Purdue will be the first university in the United States to host the event, in its 17th year, when it comes to the West Lafayette campus from July 17-22. Purdue Polytechnic Institute’s Office of Globalization and the College of Liberal Arts are funding the school and symposium.
Julia Rayz, a computer and information technology professor in the Purdue Polytechnic Institute, said the science and research of humor spans a number of disciplines.
“The study of humor is not comics and comedians going on stage and saying let me entertain you,” she said. “There are studies in business. There are studies in nursing and education.
“We have a breadth of fields and experiences: linguistics, psychology, sociology, religious study, anthropology and others.”
Victor Raskin, a distinguished professor of English and linguistics in the College of Liberal Arts, is part of the study of humor at Purdue, researching the nature of humor, including artificial intelligence.
“For me, humor is an extension of our ability to communicate with the world, express meaning,” he said.

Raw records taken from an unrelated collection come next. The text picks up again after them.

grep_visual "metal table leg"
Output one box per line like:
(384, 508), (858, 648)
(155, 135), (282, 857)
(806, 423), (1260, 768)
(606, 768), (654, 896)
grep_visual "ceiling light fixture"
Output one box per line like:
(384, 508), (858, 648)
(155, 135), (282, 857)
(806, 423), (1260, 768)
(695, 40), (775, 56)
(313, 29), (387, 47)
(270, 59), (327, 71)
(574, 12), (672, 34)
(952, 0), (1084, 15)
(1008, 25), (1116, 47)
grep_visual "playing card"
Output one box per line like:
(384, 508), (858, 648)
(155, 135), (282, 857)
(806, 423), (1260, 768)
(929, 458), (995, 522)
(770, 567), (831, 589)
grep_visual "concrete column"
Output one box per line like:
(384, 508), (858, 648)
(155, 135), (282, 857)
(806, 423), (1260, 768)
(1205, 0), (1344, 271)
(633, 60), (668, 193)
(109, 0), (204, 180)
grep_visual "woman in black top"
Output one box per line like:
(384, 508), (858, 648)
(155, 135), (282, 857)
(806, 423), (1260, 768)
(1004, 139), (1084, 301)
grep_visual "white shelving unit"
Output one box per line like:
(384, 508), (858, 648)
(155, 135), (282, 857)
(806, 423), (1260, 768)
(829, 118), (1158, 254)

The school and symposium will feature several lectures on artificial intelligence, including a workshop on what it takes for a computer to generate jokes. Other lectures touch on AI implicitly, because a computer that works with humor and humans has to “understand” how humans react to a particular humor style as well as what is funny to them and what is not.
Christie Davies, a well-known sociologist in humor research from the University of Reading in England, will speak in a lecture about the importance of history in relation to ethnic jokes, including the meanings and underpinnings of such humor. The speech is open to the public.
Rayz said work during the school and symposium is driven by student interest. Aside from lectures, attendees will have one-on-one or group discussions with lecturers on the variety of topics related to humor.
“Everybody that’s who’s who in humor will be there for the symposium, both nationally and internationally,” Raskin said. “Every single joke is a phenomenon and we’re studying humor in all of those fields.”